Many people get diagnosed with fibromyalgia between the ages of 20 and 50, but the incidence increases with age. By age 80, about 8% of adults have fibromyalgia according to the National Fibromyalgia Association. About 75% to 90% of those who have fibromyalgia are women and people assigned female at birth (AFAB).
“The cause of fibromyalgia is unknown,” says Dr. Abraham. “Genetics, trauma or an infection may play a role. People who have fibromyalgia say it feels like having the flu all the time.”
Those who have chronic fatigue syndrome, also called myalgic encephalomyelitis, or ME/CFS, report fatigue that’s worsened with activity and doesn’t get better after resting.
Other symptoms, which may come and go, include dizziness, muscle or joint pain, headaches and trouble with concentration, sitting and standing.
The U.S. Centers for Disease Control and Prevention (CDC) estimates that 836,000 to 2.5 million Americans suffer from ME/CFS, but most cases are undiagnosed. To help diagnose you, your healthcare provider may suggest a blood and urine test after talking with you about your symptoms and medical history.
“Both diagnoses are sometimes called into question as to not being ‘real’ diseases,” notes Dr. Abraham. “But that’s a misconception. Chronic pain and fatigue are real, and often debilitating, for those who have it.”
To get relief through medications or a variety of therapies, a proper diagnosis is crucial.
“Medical options are just the tip of the iceberg for both conditions, and the best treatments often don’t come in a capsule,” says Dr. Abraham. “But when we do use medications, we need to ensure that we are targeting pain without excess sedation.”
When it comes to non-pharmacological help, providers use a variety of tools, like counseling or support groups.

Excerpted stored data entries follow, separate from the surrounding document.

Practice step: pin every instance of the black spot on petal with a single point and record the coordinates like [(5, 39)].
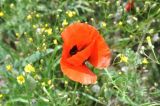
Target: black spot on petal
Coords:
[(74, 50)]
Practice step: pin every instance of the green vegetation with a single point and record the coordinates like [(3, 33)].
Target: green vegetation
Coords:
[(31, 46)]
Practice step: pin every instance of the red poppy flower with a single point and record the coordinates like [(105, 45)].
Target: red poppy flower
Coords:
[(82, 42), (129, 6)]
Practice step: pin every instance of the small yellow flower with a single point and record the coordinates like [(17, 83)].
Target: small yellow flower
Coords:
[(123, 58), (29, 17), (30, 39), (49, 82), (29, 68), (64, 23), (20, 79), (49, 31), (120, 23), (145, 61), (55, 41), (1, 14), (104, 24), (9, 67), (1, 95), (71, 13)]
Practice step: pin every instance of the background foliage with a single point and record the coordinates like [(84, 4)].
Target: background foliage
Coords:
[(30, 34)]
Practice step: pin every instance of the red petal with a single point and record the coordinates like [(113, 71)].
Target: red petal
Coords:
[(78, 73), (101, 54), (80, 57)]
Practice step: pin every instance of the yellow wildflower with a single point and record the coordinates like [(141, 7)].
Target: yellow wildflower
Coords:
[(1, 14), (30, 39), (20, 79), (49, 82), (49, 31), (145, 61), (55, 41), (64, 23), (29, 17), (104, 24), (123, 58), (29, 68), (9, 67)]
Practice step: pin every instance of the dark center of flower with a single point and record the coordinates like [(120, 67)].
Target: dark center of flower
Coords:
[(74, 50)]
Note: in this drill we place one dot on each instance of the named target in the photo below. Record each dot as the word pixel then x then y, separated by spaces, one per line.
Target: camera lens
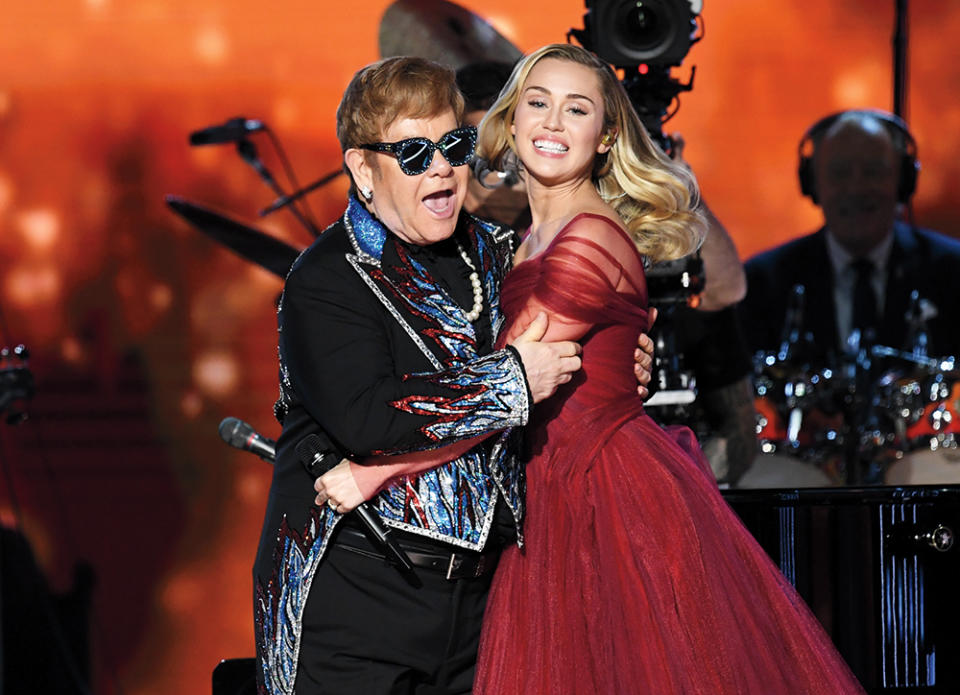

Physical activity is also crucial in staying healthy and helping treat both conditions. It’s important to stay active, but remember to always pace yourself. Set a structured activity program that avoids overexertion and reach out to your provider for help in putting together a list of physical activities you can do to boost your energy levels and help reduce symptoms.
“On a good day, a patient may decide to walk four miles, then require two to three days to recover,” says Dr. Abraham. “Try to walk one mile a day so you are active every day.”
Other helpful activities can include:
Always remember that you’re not alone. Support from your family can make your condition easier to bear by spending time with you on good days, as well as on bad days.
“I try to make family members a partner in treatment,” says Dr. Abraham. “When you just want to spend the day in bed watching TV because of fatigue or pain, a family member can encourage simple, fun activities to help get you moving.”
Whether your diagnosis is chronic fatigue or fibromyalgia, a healthcare provider’s role in treating the condition is often small. Healthcare providers function as a coach and can help you with the first 10% to 15% of improvement, while you have to help yourself manage the remaining 85% to 90%.
If you’re dealing with chronic pain and/or fatigue, talk to your healthcare provider. A diagnosis can put you in a better position to manage your symptoms — even if there are still some mysteries surrounding your condition.